If we're compiling for a desktop platform, SDL3 will reconstruct an appropriate main() function from these callbacks behind the scenes.
If we're compiling for some other platform SDL3 supports, it will use our callbacks to meet the requirements of that platform instead.
This lesson explores this alternative pattern. We'll refactor our existing project to use callbacks, discuss the advantages of this approach, and also consider its trade-offs.
Starting Point
If you want to follow along, we'll begin with the code from our previous lesson. It features a standard application loop in main.cpp that manages a World containing a single Goblin object.
Files
The Main Callback Pattern
Instead of us managing the application loop, the callback pattern involves us handing control over to SDL. We do this by defining the SDL_MAIN_USE_CALLBACKS macro before we #include SDL, and then we define 4 specific functions:
SDL_AppInit()for initializationSDL_AppEvent()for event handlingSDL_AppIterate()for each iteration of our application loopSDL_AppQuit()for shutting down
We'll cover each of these functions in this lesson but, as an overview, a basic main.cpp that implements the pattern might look something like this:
#define SDL_MAIN_USE_CALLBACKS 1
#include <SDL3/SDL.h>
#include <SDL3/SDL_main.h>
SDL_AppResult SDL_AppInit(
void** AppState, int, char**
) {
// ...
return SDL_APP_CONTINUE;
}
SDL_AppResult SDL_AppEvent(
void* AppState, SDL_Event* Event
) {
// ...
return SDL_APP_CONTINUE;
}
SDL_AppResult SDL_AppIterate(void* AppState) {
// ...
return SDL_APP_CONTINUE;
}
void SDL_AppQuit(void* AppState, SDL_AppResult Result) {
// ...
}SDL will then take charge of our overall application flow, calling our functions at the appropriate moments in the application's lifecycle.
Managing Game State
A key challenge with this pattern is sharing state between our different callback functions. Variables that were previously local to main() (like GameWindow, GameWorld, and the PreviousFrame timer) now need to be accessible across multiple, separate functions.

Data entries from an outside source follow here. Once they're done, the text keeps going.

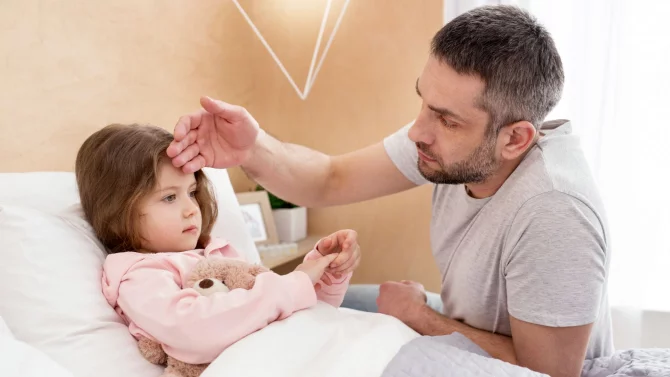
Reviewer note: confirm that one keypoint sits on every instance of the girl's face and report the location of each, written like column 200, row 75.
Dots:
column 170, row 218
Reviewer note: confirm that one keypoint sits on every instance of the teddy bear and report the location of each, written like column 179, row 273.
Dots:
column 209, row 276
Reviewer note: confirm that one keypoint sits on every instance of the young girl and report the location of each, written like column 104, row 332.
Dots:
column 155, row 221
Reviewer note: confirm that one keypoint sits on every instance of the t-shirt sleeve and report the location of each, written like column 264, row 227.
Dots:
column 556, row 267
column 402, row 152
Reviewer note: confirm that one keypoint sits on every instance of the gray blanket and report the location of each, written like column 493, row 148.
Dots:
column 457, row 356
column 653, row 362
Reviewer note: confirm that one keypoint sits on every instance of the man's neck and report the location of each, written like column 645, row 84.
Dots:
column 493, row 183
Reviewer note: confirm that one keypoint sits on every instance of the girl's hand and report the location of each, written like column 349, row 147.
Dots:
column 343, row 244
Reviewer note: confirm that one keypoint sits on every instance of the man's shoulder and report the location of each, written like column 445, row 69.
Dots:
column 555, row 172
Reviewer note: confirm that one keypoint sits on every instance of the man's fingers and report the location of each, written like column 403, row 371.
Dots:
column 176, row 147
column 194, row 165
column 324, row 246
column 323, row 262
column 186, row 155
column 340, row 258
column 186, row 123
column 349, row 240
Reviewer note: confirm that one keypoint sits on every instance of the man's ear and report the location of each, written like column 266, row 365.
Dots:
column 515, row 139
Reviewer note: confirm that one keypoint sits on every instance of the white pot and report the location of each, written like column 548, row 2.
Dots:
column 291, row 223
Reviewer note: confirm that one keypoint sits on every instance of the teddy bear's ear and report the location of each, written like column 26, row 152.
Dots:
column 256, row 270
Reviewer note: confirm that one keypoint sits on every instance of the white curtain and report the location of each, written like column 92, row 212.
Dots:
column 616, row 56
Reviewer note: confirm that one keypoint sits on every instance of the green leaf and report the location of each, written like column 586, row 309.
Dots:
column 276, row 202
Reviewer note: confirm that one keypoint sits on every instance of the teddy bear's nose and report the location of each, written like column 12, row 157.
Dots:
column 205, row 283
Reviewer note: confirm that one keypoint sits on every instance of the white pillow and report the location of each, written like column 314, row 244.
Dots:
column 51, row 295
column 50, row 273
column 18, row 359
column 47, row 191
column 54, row 192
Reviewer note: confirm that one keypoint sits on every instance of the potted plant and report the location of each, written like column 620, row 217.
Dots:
column 290, row 219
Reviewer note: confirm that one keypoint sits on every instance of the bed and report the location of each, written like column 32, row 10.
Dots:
column 54, row 321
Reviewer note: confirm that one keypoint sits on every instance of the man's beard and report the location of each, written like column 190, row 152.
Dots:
column 476, row 168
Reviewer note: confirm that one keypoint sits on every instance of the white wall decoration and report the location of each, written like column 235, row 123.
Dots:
column 314, row 67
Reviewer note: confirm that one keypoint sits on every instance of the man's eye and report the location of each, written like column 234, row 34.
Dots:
column 446, row 123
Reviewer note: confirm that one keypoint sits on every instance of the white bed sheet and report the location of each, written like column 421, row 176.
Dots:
column 321, row 341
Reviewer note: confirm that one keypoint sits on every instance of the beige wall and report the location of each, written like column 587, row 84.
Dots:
column 72, row 66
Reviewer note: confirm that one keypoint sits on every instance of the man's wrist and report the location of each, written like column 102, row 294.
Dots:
column 425, row 320
column 419, row 315
column 256, row 150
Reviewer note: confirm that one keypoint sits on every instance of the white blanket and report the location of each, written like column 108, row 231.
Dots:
column 321, row 341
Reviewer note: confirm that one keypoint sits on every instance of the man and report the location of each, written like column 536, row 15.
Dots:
column 518, row 229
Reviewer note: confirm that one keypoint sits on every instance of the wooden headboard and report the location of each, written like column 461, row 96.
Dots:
column 73, row 67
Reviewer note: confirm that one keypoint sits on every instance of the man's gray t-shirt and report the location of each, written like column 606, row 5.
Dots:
column 536, row 250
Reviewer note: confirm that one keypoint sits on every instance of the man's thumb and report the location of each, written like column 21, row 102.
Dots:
column 325, row 261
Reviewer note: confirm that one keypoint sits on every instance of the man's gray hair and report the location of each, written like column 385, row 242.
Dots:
column 513, row 54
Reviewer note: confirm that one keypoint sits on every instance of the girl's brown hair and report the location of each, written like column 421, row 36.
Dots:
column 116, row 168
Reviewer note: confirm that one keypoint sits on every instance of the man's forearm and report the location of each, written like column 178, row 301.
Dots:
column 292, row 172
column 430, row 322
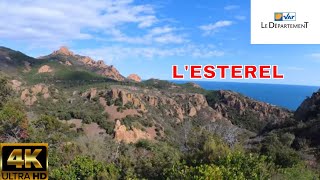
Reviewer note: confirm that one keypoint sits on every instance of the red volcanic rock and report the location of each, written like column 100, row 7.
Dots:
column 134, row 77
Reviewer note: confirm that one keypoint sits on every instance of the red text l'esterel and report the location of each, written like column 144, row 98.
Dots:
column 227, row 71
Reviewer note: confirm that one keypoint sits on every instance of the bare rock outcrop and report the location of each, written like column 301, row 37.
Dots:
column 29, row 96
column 309, row 109
column 111, row 72
column 16, row 85
column 131, row 136
column 134, row 77
column 233, row 104
column 45, row 69
column 68, row 63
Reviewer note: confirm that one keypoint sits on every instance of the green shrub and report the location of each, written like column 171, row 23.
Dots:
column 85, row 168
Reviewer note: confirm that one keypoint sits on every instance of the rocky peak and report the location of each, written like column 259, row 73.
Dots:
column 63, row 51
column 134, row 77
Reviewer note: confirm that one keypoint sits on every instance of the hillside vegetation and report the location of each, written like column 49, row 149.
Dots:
column 101, row 125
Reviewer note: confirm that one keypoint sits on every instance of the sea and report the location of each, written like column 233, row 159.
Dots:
column 287, row 96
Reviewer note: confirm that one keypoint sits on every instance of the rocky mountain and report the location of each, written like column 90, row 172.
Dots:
column 309, row 109
column 134, row 77
column 160, row 102
column 86, row 107
column 67, row 57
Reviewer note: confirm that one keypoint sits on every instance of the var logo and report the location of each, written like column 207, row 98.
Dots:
column 285, row 16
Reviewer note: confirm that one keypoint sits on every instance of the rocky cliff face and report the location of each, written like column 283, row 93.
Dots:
column 63, row 51
column 309, row 109
column 232, row 104
column 68, row 58
column 134, row 77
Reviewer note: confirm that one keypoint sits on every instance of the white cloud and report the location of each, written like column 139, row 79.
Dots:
column 162, row 35
column 60, row 20
column 118, row 52
column 214, row 27
column 241, row 17
column 231, row 7
column 294, row 68
column 315, row 55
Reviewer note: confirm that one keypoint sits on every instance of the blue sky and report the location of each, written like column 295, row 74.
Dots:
column 148, row 36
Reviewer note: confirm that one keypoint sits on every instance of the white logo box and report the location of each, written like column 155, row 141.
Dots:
column 263, row 12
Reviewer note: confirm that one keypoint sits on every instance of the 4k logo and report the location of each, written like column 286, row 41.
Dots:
column 24, row 161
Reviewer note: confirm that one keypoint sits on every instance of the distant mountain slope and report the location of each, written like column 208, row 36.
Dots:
column 65, row 56
column 61, row 64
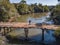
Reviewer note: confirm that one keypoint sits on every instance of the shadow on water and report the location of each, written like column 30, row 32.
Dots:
column 35, row 35
column 36, row 39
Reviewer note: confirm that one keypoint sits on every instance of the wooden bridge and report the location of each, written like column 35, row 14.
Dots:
column 26, row 25
column 7, row 27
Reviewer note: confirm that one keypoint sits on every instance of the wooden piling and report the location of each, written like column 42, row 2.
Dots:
column 26, row 33
column 42, row 35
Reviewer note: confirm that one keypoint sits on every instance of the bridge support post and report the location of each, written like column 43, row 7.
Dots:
column 26, row 33
column 4, row 32
column 42, row 35
column 0, row 29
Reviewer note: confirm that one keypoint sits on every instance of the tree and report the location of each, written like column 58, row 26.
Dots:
column 23, row 7
column 55, row 15
column 46, row 9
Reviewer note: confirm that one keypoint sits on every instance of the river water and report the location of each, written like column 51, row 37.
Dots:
column 35, row 34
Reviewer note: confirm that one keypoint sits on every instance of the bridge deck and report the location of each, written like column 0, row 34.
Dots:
column 26, row 25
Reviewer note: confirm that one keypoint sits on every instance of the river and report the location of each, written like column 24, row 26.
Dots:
column 35, row 34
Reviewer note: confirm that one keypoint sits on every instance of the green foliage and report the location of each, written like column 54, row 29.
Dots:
column 56, row 14
column 46, row 9
column 57, row 32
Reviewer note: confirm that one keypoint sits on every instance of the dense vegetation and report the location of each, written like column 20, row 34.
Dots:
column 56, row 14
column 12, row 11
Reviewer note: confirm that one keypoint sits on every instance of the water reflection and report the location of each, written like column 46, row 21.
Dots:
column 36, row 34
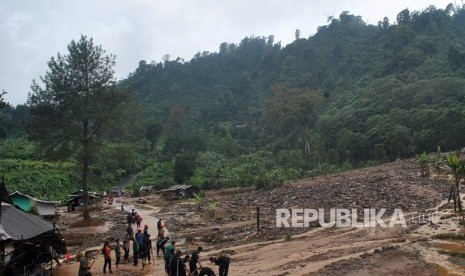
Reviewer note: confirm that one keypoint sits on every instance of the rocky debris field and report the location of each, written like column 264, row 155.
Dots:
column 231, row 227
column 389, row 186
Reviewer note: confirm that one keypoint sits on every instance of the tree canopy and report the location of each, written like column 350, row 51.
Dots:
column 77, row 104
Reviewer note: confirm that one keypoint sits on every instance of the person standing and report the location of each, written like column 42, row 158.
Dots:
column 162, row 239
column 178, row 267
column 159, row 225
column 147, row 245
column 146, row 229
column 168, row 254
column 223, row 263
column 84, row 265
column 195, row 259
column 107, row 256
column 126, row 245
column 117, row 252
column 130, row 231
column 135, row 251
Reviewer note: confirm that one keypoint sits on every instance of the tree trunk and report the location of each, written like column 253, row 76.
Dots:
column 306, row 138
column 85, row 170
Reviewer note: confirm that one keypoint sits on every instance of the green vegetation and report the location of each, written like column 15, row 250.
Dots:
column 257, row 113
column 457, row 166
column 198, row 199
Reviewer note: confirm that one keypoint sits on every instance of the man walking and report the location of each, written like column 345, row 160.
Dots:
column 223, row 263
column 195, row 259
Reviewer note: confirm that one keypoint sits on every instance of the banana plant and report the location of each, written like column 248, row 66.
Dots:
column 213, row 206
column 198, row 199
column 457, row 167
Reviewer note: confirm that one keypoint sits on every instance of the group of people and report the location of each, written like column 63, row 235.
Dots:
column 175, row 264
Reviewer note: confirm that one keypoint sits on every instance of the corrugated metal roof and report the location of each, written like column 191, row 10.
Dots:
column 4, row 235
column 35, row 199
column 22, row 225
column 176, row 187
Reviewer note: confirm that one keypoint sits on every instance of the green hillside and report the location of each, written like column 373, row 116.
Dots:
column 261, row 113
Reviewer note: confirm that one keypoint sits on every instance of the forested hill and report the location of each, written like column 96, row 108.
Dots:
column 351, row 92
column 260, row 113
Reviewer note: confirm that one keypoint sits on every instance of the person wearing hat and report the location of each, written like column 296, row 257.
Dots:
column 162, row 239
column 107, row 257
column 223, row 263
column 195, row 259
column 146, row 229
column 168, row 255
column 178, row 267
column 84, row 265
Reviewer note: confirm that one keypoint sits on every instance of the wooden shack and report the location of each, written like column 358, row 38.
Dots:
column 178, row 192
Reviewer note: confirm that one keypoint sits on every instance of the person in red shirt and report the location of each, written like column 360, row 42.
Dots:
column 107, row 255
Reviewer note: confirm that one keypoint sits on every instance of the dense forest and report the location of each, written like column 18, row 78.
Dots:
column 260, row 113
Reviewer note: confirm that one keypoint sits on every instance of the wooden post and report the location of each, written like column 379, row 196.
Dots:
column 258, row 219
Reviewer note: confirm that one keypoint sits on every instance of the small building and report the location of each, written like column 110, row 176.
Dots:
column 26, row 202
column 178, row 192
column 76, row 199
column 27, row 242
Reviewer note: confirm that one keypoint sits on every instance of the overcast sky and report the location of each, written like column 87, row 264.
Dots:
column 32, row 31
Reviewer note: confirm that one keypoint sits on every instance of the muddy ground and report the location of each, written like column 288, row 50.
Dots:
column 434, row 246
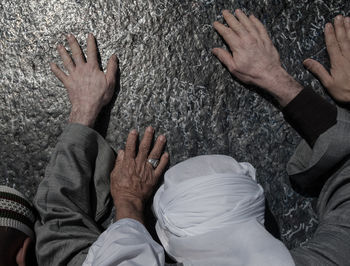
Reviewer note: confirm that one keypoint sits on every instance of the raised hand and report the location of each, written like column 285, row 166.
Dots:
column 253, row 58
column 133, row 178
column 89, row 88
column 337, row 81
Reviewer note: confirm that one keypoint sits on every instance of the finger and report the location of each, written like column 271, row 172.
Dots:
column 332, row 44
column 347, row 27
column 120, row 156
column 112, row 69
column 92, row 50
column 340, row 34
column 59, row 73
column 261, row 29
column 67, row 60
column 234, row 24
column 130, row 146
column 161, row 166
column 145, row 145
column 118, row 161
column 319, row 71
column 246, row 22
column 158, row 148
column 77, row 53
column 225, row 57
column 229, row 36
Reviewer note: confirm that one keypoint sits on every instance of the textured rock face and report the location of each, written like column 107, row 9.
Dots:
column 169, row 79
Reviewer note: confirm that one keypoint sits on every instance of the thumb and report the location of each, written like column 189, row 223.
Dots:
column 319, row 71
column 112, row 68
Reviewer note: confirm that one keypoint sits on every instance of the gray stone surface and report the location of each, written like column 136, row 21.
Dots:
column 169, row 79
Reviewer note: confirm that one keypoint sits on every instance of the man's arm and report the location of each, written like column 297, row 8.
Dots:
column 73, row 198
column 324, row 164
column 255, row 60
column 133, row 180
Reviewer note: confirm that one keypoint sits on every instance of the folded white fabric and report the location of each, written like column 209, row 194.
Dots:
column 210, row 211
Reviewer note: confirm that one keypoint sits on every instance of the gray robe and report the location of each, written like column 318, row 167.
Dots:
column 73, row 198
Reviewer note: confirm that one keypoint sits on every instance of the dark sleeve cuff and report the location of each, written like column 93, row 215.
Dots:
column 310, row 115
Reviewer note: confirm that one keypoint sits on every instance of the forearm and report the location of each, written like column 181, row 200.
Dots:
column 132, row 209
column 73, row 194
column 306, row 111
column 283, row 87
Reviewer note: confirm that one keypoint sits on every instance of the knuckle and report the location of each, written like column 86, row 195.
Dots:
column 231, row 68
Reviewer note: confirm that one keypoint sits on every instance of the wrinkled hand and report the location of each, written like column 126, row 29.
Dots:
column 133, row 178
column 89, row 89
column 337, row 81
column 254, row 58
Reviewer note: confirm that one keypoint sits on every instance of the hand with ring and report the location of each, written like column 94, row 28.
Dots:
column 135, row 174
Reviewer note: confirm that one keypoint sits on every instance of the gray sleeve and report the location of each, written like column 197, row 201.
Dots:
column 74, row 197
column 326, row 167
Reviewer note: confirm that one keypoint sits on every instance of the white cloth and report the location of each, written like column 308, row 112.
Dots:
column 210, row 211
column 125, row 242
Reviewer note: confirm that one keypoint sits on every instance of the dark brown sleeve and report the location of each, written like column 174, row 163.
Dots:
column 310, row 115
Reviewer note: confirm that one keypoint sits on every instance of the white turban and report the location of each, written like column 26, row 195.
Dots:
column 210, row 211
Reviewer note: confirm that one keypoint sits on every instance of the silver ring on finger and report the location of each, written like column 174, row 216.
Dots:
column 153, row 162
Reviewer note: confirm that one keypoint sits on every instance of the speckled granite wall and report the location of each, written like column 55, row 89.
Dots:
column 169, row 79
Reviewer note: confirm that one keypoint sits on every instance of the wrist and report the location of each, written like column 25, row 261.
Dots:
column 129, row 208
column 282, row 86
column 84, row 117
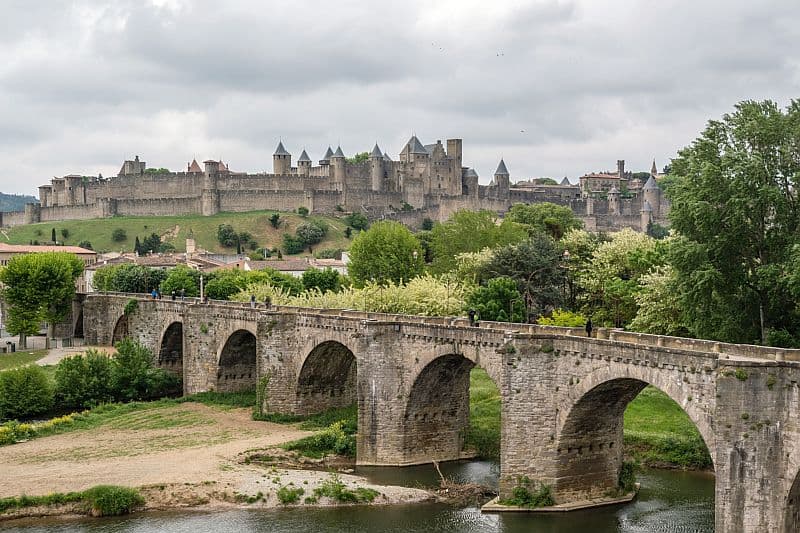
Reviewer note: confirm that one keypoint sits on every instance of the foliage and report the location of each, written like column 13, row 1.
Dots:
column 660, row 311
column 535, row 265
column 119, row 235
column 499, row 300
column 293, row 244
column 38, row 288
column 388, row 251
column 470, row 231
column 133, row 376
column 275, row 220
column 322, row 280
column 288, row 494
column 24, row 392
column 357, row 220
column 556, row 220
column 128, row 278
column 335, row 489
column 563, row 318
column 737, row 211
column 83, row 381
column 182, row 278
column 102, row 500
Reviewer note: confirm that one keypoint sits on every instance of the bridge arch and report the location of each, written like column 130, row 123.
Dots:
column 120, row 329
column 237, row 362
column 327, row 378
column 170, row 353
column 436, row 413
column 589, row 442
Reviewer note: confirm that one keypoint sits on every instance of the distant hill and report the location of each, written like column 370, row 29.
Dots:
column 15, row 202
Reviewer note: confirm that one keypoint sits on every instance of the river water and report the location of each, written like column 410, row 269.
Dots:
column 668, row 502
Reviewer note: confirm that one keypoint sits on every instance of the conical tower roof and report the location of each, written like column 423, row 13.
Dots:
column 415, row 147
column 501, row 169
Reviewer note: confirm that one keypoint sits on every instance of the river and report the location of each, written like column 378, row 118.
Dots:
column 669, row 502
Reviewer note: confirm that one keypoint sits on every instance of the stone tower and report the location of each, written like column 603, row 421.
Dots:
column 304, row 164
column 281, row 160
column 337, row 168
column 651, row 193
column 376, row 168
column 613, row 201
column 502, row 180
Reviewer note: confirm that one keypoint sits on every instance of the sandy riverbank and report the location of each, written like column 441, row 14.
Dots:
column 195, row 460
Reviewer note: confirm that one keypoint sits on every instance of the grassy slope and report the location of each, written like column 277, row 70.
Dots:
column 657, row 431
column 176, row 229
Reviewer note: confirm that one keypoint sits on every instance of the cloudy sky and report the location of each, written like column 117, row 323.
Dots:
column 555, row 87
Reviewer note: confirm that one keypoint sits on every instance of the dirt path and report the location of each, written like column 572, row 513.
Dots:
column 202, row 445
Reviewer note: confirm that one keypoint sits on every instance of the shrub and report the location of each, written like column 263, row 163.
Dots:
column 24, row 392
column 287, row 495
column 119, row 235
column 111, row 500
column 83, row 381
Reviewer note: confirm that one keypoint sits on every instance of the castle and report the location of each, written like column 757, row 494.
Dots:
column 426, row 181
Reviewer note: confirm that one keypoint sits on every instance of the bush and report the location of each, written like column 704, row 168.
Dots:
column 111, row 500
column 119, row 235
column 83, row 381
column 24, row 392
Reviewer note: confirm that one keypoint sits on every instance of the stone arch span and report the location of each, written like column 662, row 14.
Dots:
column 120, row 329
column 237, row 362
column 589, row 448
column 170, row 353
column 327, row 379
column 436, row 413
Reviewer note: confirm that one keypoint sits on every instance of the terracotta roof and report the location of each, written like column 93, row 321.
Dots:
column 27, row 249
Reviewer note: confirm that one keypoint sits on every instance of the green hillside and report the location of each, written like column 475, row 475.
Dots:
column 175, row 230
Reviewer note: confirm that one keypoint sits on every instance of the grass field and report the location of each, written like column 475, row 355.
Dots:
column 175, row 230
column 657, row 431
column 13, row 360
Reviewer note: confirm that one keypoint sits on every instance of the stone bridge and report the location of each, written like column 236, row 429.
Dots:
column 563, row 394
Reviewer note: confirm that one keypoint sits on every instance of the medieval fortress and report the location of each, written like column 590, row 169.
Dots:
column 426, row 181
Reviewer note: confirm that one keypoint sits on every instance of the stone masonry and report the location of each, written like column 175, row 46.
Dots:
column 563, row 395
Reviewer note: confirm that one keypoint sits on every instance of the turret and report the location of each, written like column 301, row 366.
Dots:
column 613, row 201
column 337, row 166
column 304, row 164
column 376, row 168
column 281, row 160
column 651, row 193
column 502, row 180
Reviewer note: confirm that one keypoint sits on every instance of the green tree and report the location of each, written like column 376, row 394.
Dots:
column 387, row 251
column 737, row 209
column 182, row 277
column 119, row 235
column 322, row 280
column 499, row 300
column 536, row 266
column 470, row 231
column 39, row 288
column 548, row 217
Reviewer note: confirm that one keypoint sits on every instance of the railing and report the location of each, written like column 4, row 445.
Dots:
column 725, row 350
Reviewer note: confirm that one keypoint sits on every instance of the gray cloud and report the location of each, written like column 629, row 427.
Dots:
column 556, row 87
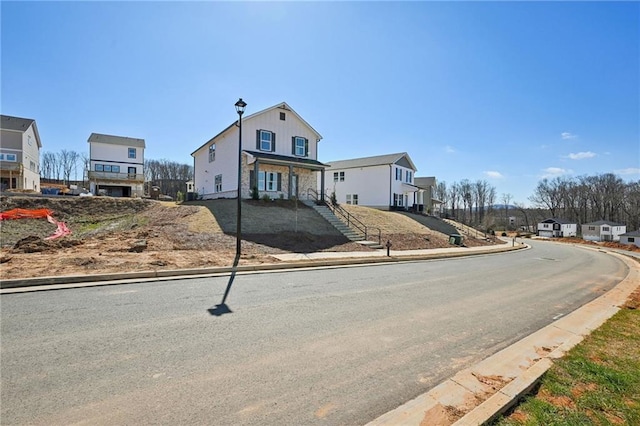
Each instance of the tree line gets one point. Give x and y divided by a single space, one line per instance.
586 199
66 166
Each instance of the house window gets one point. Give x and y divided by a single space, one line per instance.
300 146
266 140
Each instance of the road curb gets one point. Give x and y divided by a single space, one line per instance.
44 283
486 390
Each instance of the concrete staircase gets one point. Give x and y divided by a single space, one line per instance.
348 232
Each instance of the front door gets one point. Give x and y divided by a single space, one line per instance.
294 186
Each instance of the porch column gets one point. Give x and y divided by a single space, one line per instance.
255 177
290 180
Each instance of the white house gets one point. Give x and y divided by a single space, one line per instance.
432 205
603 230
383 182
631 238
116 165
279 157
554 227
19 154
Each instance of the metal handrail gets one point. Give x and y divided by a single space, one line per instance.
351 220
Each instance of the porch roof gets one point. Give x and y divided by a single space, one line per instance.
283 160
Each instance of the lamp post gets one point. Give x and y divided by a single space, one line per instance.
240 106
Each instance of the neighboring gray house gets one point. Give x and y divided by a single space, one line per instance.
603 230
383 182
631 238
431 204
555 227
116 165
19 154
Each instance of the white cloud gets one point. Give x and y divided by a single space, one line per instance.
493 174
629 171
582 155
551 172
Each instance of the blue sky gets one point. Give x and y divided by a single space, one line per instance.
508 92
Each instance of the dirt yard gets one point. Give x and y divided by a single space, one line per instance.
117 235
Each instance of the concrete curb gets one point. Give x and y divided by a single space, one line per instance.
43 283
491 387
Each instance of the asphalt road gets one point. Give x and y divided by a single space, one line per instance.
323 346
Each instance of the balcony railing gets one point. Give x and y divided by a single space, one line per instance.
129 177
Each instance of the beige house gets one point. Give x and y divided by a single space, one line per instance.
19 154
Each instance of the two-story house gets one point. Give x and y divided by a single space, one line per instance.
116 165
383 181
19 154
555 227
279 157
603 230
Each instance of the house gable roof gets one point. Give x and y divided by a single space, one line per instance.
558 220
19 124
603 222
401 159
116 140
282 105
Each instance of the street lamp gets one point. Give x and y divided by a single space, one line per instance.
240 106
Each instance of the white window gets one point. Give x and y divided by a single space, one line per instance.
299 146
266 141
268 181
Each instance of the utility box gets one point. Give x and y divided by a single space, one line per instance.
154 193
455 239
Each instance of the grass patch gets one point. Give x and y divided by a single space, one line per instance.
596 383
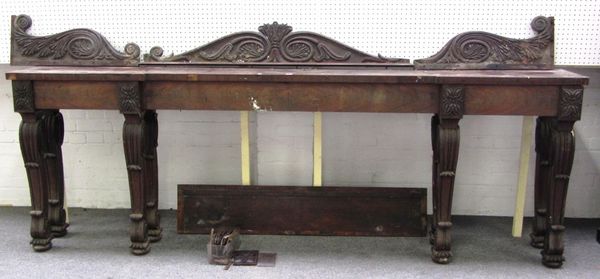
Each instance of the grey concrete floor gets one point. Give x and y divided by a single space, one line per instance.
96 247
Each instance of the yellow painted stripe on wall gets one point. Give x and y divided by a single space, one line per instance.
244 121
526 135
317 149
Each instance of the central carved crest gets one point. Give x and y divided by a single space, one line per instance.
274 43
275 32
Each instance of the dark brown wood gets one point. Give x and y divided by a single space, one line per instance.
276 43
342 211
151 175
445 142
543 135
481 50
81 47
301 75
292 71
33 139
135 139
562 148
54 130
290 97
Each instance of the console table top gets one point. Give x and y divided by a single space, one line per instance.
287 74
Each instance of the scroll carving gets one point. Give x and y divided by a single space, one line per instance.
80 47
23 96
274 43
452 102
482 50
130 100
569 105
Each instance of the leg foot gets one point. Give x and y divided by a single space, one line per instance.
440 251
138 231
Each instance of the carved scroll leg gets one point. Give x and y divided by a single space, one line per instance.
151 176
32 138
435 173
563 150
133 143
542 182
448 142
445 134
54 128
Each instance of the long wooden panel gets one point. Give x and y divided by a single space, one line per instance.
76 94
342 211
291 96
511 100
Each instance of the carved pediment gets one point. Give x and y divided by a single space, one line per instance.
77 47
274 43
481 50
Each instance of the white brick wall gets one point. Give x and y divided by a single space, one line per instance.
359 149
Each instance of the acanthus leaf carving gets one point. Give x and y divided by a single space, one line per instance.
83 47
23 98
274 43
130 100
570 102
452 102
482 50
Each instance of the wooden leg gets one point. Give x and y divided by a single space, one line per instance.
133 143
435 121
542 182
32 138
562 153
54 129
447 143
151 176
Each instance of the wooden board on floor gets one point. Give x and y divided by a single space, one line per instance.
289 210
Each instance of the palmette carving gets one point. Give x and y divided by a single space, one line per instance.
452 101
23 98
83 47
570 101
130 99
482 50
275 43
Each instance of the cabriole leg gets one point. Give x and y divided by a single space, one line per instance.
151 176
563 151
447 156
32 138
133 143
542 182
54 129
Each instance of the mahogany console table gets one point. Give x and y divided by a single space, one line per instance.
476 73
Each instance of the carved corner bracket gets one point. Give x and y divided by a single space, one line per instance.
569 103
274 43
482 50
130 98
77 47
452 101
23 97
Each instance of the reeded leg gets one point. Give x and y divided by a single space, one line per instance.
133 143
151 176
563 151
32 138
435 173
542 183
447 143
54 129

The standard solution is to bundle all this shared state into a single struct or class. SDL will dutifully pass this pointer through each of our callbacks, giving them access to the shared state.
Let's create a GameState struct to hold everything we need:
src/main.cpp
#define SDL_MAIN_USE_CALLBACKS 1
#include <SDL3/SDL.h>
#include <SDL3/SDL_main.h>
#include "Window.h"
#include "World.h"
struct GameState {
Window GameWindow;
World GameWorld;
Uint64 PreviousFrame{0};
};
// ...Next, let's add the four callback functions to our main.cpp.
Initialization - AppInit()
This function is called once, at the very beginning of our program. Its job is to set up our game. AppInit() receives a void** argument which we can use to provide our GameState, in addition to the int and char** of a traditional main function.
It should also return an SDL_AppResult of SDL_APP_CONTINUE. We'll talk about this SDL_AppResult value in the next section.
SDL_AppResult AppInit(void** AppState, int, char**) {
// ...
return SDL_APP_CONTINUE;
}Let's use this function body to initialize SDL as well as an instance of our GameState class. This broadly is the same content we had before our application loop in our main function.
This void** (ie, a pointer to a void pointer) argument is where we assign our GameState object, which SDL will then make available to our other callbacks.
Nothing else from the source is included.